I don't know; whatever. This was done for an academic engineering association magazine, and the article detailed the sometimes-overwhelmingness of the academic life. I've only got a passing acquaintance with academia- a coupla years at a (very good) community college without graduating and a brief stint teaching illustration at the Maryland Institute of Art in Baltimore as an adjunct professor (I think it's called). It was a limited course of one day a week for a month, but pretty hands-on. I ran out of things to say really quickly, and the students probably wished they'd chosen one of the other professionals to learn from. But it was fun and interesting, and I did learn that as a teacher I lack the ability to teach.

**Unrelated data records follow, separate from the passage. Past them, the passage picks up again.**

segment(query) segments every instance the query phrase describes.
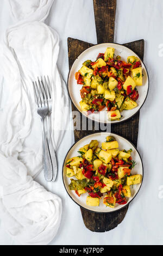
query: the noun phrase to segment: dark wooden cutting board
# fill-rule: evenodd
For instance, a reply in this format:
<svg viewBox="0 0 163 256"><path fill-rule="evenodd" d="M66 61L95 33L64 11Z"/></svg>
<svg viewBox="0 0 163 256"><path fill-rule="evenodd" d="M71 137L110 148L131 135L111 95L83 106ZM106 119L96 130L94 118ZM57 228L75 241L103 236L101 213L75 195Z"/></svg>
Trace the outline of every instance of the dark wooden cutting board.
<svg viewBox="0 0 163 256"><path fill-rule="evenodd" d="M93 0L93 5L97 43L113 42L116 0ZM83 51L94 45L71 38L68 38L67 41L70 70L74 61L79 55ZM124 44L123 45L130 48L143 59L144 54L144 40L143 39ZM72 102L72 110L78 111ZM74 130L76 142L83 136L95 132L95 123L93 123L92 131L82 130L82 114L80 113L80 114L81 129ZM86 118L83 116L83 118L85 118L87 122ZM111 132L124 137L136 147L139 120L139 112L125 122L111 125ZM99 129L99 131L101 130ZM92 212L82 207L80 207L80 210L84 224L87 228L96 232L104 232L115 228L123 221L128 208L128 205L115 212L108 214Z"/></svg>

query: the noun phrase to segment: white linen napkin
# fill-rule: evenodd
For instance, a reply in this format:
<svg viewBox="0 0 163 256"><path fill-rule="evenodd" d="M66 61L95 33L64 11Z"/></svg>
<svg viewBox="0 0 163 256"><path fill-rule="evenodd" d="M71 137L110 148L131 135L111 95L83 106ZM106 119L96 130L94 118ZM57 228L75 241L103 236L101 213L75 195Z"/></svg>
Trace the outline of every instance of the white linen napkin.
<svg viewBox="0 0 163 256"><path fill-rule="evenodd" d="M9 0L17 23L7 31L0 45L0 217L23 245L49 243L62 212L60 198L32 178L42 169L42 130L32 81L48 75L53 82L55 149L68 118L68 97L57 66L59 36L42 23L53 2Z"/></svg>

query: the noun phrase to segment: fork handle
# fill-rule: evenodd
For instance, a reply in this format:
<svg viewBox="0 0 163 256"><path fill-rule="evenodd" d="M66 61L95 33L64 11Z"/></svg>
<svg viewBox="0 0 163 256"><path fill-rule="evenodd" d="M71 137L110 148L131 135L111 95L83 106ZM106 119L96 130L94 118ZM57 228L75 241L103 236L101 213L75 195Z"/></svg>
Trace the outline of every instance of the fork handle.
<svg viewBox="0 0 163 256"><path fill-rule="evenodd" d="M43 170L46 180L51 181L53 179L53 166L46 136L44 119L41 119L43 131Z"/></svg>

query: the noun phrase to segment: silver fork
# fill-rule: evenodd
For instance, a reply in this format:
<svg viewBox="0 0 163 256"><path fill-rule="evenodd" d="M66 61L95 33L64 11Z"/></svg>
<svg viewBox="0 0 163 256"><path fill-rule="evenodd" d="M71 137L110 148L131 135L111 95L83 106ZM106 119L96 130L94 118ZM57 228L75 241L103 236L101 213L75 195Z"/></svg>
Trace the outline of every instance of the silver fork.
<svg viewBox="0 0 163 256"><path fill-rule="evenodd" d="M34 91L37 105L37 113L40 116L43 131L43 170L45 179L47 181L51 181L53 179L53 166L51 160L49 147L46 136L45 127L45 120L48 113L48 105L46 95L46 91L43 84L38 78L37 82L33 82Z"/></svg>
<svg viewBox="0 0 163 256"><path fill-rule="evenodd" d="M52 131L51 131L51 116L52 111L52 88L51 87L51 82L48 76L47 76L47 78L46 79L44 76L44 82L43 79L41 77L41 82L42 84L44 85L44 87L46 88L46 97L48 103L48 112L47 114L48 118L48 129L47 129L48 132L48 143L49 146L49 149L51 153L51 159L53 165L53 178L52 181L55 180L57 174L57 161L56 159L55 152L53 147L52 139Z"/></svg>

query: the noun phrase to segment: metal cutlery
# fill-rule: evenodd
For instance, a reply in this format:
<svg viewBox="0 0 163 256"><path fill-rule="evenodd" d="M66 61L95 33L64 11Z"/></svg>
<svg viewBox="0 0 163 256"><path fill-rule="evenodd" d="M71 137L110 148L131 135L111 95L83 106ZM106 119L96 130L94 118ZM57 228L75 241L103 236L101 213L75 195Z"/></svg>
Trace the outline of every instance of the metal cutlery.
<svg viewBox="0 0 163 256"><path fill-rule="evenodd" d="M47 80L48 82L45 77L44 81L41 77L41 79L38 77L37 81L33 82L33 84L37 105L37 113L40 116L42 125L44 175L47 181L54 181L57 174L57 162L51 136L52 97L48 77ZM47 129L46 121L47 121Z"/></svg>

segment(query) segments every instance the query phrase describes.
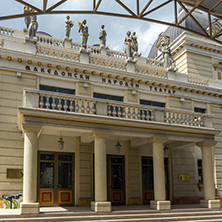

I will attempt to teach you this; my secret to painting an interesting blackboard in watercolor. The board is a loose mix of two colors that I often use for a dull yet textured green: Daniel Smith quinacridone burnt orange and Holbein terra verte. They're opposites in several ways. The burnt orange is transparent and staining and the terra verte is opaque and floats above the orange. Put some of the orange down and flood it with the terra verte and it'll granulate quite nicely, then keep messing with it till satisfied. The white lettering is Schmincke's Calligraphy Gouache, which is very heavily pigmented and dense, and applied with a long, thin lettering brush. There, who says I can't teach? For extra credit, somebody please tell me why stints are always brief.

Cheese War

Sometime in the late 90s the Washington Post ran an odd story about cheese preferences in the District of Columbia and its environs, specifically contrasting brie and Velveeta. It broke down along all kinds of ethnic and economic lines based on some kind of complex poll, and I never figured out why they did it. Except it was interesting to read, so I drew this thing. Me, I've eaten about as much Velveeta as brie, though my preference remains Havarti or Swiss. I post this for anyone's benefit who needs a cheese joke today, and especially for Mr. Chris Sparks, who's an actual cheesemonger.

Thursday, January 7, 2010

Happy Birthday, Elvis


We now have 75 years of Elvis, though he left this building in "77. I've posted this like ten times, but it's all I got.

Happy Birthday, Charles Addams


Go look at what Mike and Michael have to say.

Your Unnecessary Spot Illustration of the Day

This was drawn for Smithsonian Magazine to illustrate a piece on various laws. Benford's Law states that in an argument passion increases in direct proportion to paucity of information (the less you know the louder you get); Godwin's Law is that, as an argument gets longer (specifically an argument on the internet), the likelihood of comparisons to Nazis or Hitler becomes greater; Murphy's Law we all know, some of us too well.